JAKARTA – Kenaikan Pajak Pertambahan Kuantitas ( PPN ) dari 11% menjadi 12% resmi berlaku hanya sekali untuk barang mewah. Hal yang disebutkan tertuang di Peraturan Menteri Keuangan (PMK) Nomor 131 Tahun 2024.
Sejumlah asosiasi pengusaha perusahaan pun menyampaikan apresiasi untuk pemerintah. Mereka menilai kebijakan ini sebagai langkah bijaksana yang dimaksud menjaga daya beli penduduk secara umum.

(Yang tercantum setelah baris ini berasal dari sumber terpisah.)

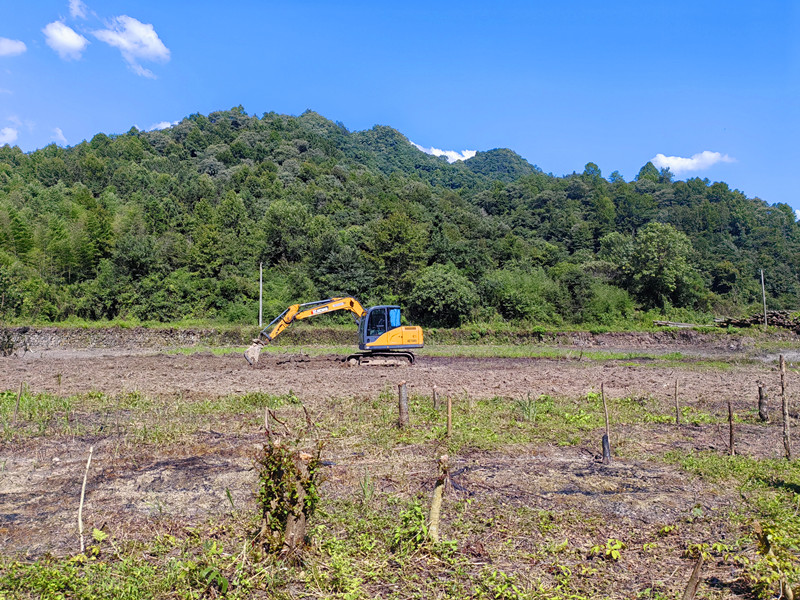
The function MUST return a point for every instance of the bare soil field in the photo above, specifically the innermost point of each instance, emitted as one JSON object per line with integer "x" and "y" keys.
{"x": 529, "y": 502}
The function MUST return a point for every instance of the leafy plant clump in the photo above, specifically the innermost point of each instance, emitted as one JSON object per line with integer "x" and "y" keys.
{"x": 287, "y": 496}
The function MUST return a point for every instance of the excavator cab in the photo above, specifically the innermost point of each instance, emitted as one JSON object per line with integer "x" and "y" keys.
{"x": 380, "y": 333}
{"x": 380, "y": 330}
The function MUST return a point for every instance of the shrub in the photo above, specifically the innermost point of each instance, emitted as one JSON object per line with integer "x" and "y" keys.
{"x": 442, "y": 296}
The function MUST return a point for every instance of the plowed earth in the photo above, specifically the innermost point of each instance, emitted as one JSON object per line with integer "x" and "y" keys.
{"x": 134, "y": 488}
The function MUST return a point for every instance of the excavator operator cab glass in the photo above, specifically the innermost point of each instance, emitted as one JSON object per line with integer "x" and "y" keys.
{"x": 376, "y": 323}
{"x": 379, "y": 320}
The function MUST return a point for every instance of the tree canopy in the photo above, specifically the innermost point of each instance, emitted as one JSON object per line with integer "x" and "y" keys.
{"x": 173, "y": 224}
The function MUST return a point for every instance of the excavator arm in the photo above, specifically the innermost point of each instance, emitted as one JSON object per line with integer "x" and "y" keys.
{"x": 298, "y": 312}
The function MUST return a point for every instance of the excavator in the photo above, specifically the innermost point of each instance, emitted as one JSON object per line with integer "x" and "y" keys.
{"x": 380, "y": 334}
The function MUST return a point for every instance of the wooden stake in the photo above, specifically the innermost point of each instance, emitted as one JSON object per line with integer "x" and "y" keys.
{"x": 83, "y": 494}
{"x": 764, "y": 298}
{"x": 402, "y": 405}
{"x": 606, "y": 450}
{"x": 16, "y": 407}
{"x": 605, "y": 411}
{"x": 436, "y": 500}
{"x": 731, "y": 442}
{"x": 785, "y": 405}
{"x": 449, "y": 416}
{"x": 763, "y": 414}
{"x": 694, "y": 581}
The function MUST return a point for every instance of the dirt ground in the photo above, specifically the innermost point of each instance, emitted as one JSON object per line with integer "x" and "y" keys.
{"x": 134, "y": 488}
{"x": 322, "y": 377}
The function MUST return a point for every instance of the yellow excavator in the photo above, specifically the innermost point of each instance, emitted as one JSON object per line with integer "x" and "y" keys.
{"x": 380, "y": 334}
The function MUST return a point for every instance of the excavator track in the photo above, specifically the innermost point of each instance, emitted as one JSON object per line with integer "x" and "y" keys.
{"x": 380, "y": 357}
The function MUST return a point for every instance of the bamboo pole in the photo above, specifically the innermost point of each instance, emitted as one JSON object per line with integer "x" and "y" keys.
{"x": 402, "y": 405}
{"x": 16, "y": 406}
{"x": 449, "y": 416}
{"x": 763, "y": 413}
{"x": 764, "y": 298}
{"x": 607, "y": 436}
{"x": 83, "y": 494}
{"x": 436, "y": 500}
{"x": 694, "y": 581}
{"x": 785, "y": 405}
{"x": 731, "y": 441}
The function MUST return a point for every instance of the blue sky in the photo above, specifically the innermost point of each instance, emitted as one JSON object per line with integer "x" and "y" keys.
{"x": 712, "y": 87}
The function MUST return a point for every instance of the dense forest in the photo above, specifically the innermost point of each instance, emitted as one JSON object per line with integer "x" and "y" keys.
{"x": 172, "y": 224}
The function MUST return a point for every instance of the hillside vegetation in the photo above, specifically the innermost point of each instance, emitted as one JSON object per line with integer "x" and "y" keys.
{"x": 172, "y": 224}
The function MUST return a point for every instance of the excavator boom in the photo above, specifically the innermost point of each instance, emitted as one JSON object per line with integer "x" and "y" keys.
{"x": 298, "y": 312}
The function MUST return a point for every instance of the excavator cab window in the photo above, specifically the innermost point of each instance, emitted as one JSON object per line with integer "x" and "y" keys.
{"x": 376, "y": 324}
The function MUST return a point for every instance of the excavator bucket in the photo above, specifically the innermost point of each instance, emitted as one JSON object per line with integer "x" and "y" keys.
{"x": 251, "y": 354}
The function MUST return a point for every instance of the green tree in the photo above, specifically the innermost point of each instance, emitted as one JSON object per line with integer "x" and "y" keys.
{"x": 442, "y": 296}
{"x": 658, "y": 265}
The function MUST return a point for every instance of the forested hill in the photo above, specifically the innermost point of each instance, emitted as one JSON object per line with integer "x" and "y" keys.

“Kami mengapresiasi kebijakan ini akibat mencerminkan keseimbangan antara permintaan negara serta kepentingan rakyat dan juga pelaku usaha,” kata Ketua Komite Perdagangan Dalam Negeri Apindo sekaligus Ketua Umum Apregindo (Asosiasi Pengusaha Pasar Konsumen Merek Global Indonesia), Handaka Santosa Hari Sabtu (4/1/2025).
“Kebijakan yang digunakan terukur ini tidak ada hanya saja mengupayakan daya beli masyarakat, tetapi juga membantu perkembangan bidang pada sedang tantangan ekonomi global,” lanjutnya.
Selain itu, masa transisi selama tiga bulan yang dimaksud diberikan pemerintah dinilai sebagai langkah bijak untuk memberikan waktu bagi dunia bisnis mempersiapkan penerapan kebijakan ini secara maksimal.
Handaka juga berharap sosialisasi teknis yang akan dilaksanakan pemerintah dengan asosiasi sektoral dapat meyakinkan implementasi kebijakan berjalan lancar.
Apindo dengan asosiasi sektoral lainnya disebut Handaka sudah berikrar membantu pelaksanaan kebijakan kenaikan PPN 12% hanya saja untuk barang mewah.
Ia pun percaya bahwa dialog yang dimaksud erat antara pemerintah serta dunia usaha akan menciptakan iklim usaha yang kondusif, menguatkan daya saing industri, juga menyokong pemulihan ekonomi nasional.